US 11,900,958 B2
Method and system for processing speech signal
Shiliang Zhang, Hangzhou (CN); Ming Lei, Beijing (CN); Wei Li, Beijing (CN); and Haitao Yao, Beijing (CN)
Assigned to Alibaba Group Holding Limited, Grand Cayman (KY)
Filed by ALIBABA GROUP HOLDING LIMITED, Grand Cayman (KY)
Filed on Dec. 26, 2022, as Appl. No. 18/146,440.
Application 18/146,440 is a continuation of application No. 16/698,536, filed on Nov. 27, 2019, granted, now 11,538,488.
Claims priority of application No. 201811457674.9 (CN), filed on Nov. 30, 2018.
Prior Publication US 2023/0245672 A1, Aug. 3, 2023
This patent is subject to a terminal disclaimer.
Int. Cl.
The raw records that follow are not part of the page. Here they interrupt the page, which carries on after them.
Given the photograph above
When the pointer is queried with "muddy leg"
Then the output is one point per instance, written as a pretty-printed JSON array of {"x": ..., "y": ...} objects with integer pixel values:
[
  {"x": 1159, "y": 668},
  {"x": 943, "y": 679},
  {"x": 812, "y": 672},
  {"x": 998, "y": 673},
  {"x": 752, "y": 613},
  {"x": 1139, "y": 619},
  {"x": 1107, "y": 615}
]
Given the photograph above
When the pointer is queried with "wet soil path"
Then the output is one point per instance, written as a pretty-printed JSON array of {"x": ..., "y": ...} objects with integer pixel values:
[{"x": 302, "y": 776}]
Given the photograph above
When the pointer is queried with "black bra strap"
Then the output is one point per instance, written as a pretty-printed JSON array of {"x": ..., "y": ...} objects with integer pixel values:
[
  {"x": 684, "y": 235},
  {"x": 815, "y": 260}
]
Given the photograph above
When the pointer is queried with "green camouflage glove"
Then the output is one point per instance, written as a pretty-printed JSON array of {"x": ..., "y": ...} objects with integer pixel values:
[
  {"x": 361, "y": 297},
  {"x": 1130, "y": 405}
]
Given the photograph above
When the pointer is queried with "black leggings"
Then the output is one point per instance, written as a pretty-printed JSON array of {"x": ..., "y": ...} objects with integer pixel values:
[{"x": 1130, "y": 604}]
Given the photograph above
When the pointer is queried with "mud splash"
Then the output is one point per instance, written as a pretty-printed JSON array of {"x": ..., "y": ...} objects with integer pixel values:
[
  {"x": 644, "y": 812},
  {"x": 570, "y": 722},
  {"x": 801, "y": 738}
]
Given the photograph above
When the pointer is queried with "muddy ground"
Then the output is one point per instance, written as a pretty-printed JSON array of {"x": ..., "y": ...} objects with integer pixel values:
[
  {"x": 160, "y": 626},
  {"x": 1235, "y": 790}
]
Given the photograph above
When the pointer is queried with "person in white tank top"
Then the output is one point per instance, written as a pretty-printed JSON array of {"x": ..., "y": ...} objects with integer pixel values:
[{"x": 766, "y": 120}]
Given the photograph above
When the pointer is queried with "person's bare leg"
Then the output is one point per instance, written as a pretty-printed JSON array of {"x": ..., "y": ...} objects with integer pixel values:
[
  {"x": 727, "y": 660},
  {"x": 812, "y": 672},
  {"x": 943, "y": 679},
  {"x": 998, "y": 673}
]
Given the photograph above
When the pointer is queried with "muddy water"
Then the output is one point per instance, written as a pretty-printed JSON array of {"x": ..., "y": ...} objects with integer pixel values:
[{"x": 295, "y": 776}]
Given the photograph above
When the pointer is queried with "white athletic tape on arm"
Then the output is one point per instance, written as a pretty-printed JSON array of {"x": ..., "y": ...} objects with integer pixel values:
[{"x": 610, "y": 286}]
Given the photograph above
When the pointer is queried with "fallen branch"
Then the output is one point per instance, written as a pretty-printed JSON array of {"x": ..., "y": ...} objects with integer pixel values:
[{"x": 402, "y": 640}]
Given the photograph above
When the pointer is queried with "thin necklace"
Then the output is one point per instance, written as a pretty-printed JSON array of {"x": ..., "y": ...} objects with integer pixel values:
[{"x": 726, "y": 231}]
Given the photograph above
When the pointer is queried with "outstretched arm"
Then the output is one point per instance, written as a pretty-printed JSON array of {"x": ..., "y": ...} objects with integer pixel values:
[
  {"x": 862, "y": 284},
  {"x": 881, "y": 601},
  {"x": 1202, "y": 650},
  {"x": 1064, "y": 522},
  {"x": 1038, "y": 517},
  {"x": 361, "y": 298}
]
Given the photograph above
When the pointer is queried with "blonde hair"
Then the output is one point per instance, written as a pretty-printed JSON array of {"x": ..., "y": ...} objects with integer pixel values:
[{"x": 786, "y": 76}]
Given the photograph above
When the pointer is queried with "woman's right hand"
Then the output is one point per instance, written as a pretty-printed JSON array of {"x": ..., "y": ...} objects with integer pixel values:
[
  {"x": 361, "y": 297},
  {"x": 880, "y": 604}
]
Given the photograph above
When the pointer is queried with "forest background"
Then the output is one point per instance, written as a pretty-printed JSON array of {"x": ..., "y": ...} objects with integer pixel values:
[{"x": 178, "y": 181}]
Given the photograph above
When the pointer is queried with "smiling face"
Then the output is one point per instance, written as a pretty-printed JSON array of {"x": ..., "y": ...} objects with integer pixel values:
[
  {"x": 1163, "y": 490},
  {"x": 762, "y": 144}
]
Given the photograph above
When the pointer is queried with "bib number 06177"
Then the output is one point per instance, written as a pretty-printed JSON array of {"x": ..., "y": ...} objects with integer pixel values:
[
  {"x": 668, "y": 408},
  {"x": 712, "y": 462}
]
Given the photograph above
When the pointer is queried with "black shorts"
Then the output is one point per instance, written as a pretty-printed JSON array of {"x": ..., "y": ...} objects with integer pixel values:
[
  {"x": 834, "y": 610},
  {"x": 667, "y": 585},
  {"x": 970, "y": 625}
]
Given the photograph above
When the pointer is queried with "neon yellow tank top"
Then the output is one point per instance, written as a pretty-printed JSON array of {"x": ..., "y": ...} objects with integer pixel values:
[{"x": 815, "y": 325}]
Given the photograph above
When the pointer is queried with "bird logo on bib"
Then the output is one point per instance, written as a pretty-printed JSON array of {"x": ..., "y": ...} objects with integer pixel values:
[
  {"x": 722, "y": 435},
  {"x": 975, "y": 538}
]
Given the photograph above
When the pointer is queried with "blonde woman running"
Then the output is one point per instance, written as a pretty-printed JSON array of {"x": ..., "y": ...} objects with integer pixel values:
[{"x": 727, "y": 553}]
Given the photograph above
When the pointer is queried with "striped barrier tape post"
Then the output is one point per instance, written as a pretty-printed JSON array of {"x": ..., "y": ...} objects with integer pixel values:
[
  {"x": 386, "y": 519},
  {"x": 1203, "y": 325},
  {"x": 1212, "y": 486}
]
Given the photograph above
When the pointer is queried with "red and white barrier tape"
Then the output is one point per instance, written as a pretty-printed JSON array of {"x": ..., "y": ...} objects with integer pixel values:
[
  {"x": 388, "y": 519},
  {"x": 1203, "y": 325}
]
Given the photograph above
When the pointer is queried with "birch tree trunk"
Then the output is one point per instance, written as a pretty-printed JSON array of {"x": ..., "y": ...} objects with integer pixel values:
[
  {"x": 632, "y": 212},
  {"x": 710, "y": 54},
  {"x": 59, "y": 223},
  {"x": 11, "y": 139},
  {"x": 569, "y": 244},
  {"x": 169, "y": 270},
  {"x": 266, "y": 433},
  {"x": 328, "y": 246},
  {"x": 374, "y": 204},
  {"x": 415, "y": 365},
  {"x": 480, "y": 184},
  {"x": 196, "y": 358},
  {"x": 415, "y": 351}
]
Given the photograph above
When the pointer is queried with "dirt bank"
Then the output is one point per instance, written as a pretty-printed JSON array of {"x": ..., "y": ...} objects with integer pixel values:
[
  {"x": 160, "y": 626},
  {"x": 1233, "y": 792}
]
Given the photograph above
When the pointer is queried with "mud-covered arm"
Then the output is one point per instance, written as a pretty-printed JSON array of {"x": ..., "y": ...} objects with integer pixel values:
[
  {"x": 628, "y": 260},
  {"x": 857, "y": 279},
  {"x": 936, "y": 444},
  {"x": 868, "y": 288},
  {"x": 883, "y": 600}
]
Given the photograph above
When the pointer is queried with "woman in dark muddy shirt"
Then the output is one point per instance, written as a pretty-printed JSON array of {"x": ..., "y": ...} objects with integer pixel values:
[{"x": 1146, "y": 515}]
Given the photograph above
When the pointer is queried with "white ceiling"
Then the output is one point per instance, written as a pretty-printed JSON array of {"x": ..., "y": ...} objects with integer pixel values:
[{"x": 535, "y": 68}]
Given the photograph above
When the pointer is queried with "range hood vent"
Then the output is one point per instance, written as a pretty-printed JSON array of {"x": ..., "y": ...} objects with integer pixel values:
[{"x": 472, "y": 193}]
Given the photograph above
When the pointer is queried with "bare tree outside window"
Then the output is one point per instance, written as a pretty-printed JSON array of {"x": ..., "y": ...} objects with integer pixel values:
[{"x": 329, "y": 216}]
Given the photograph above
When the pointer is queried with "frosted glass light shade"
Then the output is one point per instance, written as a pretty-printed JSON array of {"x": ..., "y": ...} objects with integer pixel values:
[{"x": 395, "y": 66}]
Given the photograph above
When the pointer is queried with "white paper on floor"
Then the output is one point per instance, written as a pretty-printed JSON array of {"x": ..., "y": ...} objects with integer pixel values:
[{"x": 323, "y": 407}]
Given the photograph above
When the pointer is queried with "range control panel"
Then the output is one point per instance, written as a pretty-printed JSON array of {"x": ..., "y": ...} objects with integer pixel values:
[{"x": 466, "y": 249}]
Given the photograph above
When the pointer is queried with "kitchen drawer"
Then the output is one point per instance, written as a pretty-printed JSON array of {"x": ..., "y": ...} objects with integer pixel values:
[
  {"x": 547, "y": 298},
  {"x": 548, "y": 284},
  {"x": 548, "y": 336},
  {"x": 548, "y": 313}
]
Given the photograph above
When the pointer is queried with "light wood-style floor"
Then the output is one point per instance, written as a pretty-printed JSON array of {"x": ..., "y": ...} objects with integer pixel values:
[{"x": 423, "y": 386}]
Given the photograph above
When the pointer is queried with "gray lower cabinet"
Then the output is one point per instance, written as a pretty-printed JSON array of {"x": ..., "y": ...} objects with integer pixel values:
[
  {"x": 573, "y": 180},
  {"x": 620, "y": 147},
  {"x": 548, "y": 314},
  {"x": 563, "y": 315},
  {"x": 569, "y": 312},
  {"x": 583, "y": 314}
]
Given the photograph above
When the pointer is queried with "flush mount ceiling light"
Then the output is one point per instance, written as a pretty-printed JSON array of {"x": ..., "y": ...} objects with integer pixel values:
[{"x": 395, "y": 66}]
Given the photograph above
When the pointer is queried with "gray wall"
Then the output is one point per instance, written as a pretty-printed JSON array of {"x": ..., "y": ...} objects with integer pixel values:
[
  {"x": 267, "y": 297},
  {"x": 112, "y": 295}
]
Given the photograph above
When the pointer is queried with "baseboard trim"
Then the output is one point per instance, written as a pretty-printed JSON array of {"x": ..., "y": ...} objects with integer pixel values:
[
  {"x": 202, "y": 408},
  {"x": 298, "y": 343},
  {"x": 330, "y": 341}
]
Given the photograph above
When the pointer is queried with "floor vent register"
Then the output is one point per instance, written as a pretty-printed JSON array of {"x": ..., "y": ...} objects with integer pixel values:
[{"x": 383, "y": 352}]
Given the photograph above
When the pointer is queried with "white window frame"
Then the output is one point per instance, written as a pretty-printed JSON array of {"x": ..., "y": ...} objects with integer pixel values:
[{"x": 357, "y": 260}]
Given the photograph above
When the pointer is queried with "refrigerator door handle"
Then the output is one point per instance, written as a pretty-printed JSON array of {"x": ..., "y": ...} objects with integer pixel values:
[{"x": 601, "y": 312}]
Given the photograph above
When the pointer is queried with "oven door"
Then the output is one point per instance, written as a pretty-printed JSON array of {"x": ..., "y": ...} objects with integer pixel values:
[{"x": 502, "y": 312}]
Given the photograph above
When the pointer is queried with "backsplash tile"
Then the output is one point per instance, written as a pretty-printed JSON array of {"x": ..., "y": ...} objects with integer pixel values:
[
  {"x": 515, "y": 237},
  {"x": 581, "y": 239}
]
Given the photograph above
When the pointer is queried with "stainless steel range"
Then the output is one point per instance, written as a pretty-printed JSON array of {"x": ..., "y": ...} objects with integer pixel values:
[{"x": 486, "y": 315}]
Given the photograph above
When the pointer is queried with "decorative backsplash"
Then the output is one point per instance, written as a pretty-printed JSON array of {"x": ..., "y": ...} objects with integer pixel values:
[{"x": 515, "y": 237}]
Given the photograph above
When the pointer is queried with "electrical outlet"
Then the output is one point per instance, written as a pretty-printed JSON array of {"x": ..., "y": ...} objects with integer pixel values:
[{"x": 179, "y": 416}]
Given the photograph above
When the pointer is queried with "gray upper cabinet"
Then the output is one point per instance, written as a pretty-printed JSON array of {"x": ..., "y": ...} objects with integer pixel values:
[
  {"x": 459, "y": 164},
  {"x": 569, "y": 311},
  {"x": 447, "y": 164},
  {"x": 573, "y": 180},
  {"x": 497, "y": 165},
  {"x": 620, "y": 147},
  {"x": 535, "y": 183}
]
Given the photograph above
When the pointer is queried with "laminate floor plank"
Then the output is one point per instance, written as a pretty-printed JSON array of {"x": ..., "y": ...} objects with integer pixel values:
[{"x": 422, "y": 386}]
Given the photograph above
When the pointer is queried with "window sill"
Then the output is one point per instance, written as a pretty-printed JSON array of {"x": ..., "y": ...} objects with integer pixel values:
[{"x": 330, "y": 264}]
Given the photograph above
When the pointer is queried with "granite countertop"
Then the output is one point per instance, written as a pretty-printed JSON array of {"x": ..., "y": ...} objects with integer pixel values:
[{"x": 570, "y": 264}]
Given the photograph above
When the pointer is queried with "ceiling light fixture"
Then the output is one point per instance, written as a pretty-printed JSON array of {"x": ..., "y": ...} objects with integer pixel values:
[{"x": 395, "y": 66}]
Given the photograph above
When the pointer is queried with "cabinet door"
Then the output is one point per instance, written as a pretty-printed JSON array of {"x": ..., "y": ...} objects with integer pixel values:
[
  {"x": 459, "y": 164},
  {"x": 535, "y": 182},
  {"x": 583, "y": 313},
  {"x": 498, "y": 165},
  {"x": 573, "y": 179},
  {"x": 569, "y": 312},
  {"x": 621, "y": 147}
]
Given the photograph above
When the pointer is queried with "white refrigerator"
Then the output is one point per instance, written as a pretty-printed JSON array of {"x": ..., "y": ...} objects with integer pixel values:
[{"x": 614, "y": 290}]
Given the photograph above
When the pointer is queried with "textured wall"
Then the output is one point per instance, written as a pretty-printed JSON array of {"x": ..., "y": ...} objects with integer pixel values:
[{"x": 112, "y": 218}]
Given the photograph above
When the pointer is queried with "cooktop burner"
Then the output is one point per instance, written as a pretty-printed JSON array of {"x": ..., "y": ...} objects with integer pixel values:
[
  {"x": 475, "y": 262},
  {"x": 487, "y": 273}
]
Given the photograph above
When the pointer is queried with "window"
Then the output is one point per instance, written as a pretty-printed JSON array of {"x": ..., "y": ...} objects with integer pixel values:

G10L 25/12 (2013.01); G10L 15/16 (2006.01); G10L 15/187 (2013.01); G10L 25/30 (2013.01)
CPC G10L 25/12 (2013.01) [G10L 15/16 (2013.01); G10L 15/187 (2013.01); G10L 25/30 (2013.01)] 20 Claims
OG exemplary drawing
 
1. A method for processing a speech signal, comprising:
obtaining a speech signal;
generating, using the speech signal, a first sequence of feature vectors;
selecting, from the first sequence of feature vectors, a second sequence of m*n consecutive feature vectors;
generating a third sequence of n intermediate vectors by applying the second sequence to a first neural network model, each intermediate vector corresponding to a subsequence of m consecutive feature vectors in the first sequence;
generating a fourth sequence of n average probability vectors by applying each of the n intermediate vectors to a corresponding second neural network model; and
determining the phones in the second sequence using the fourth sequence of n average probability vectors.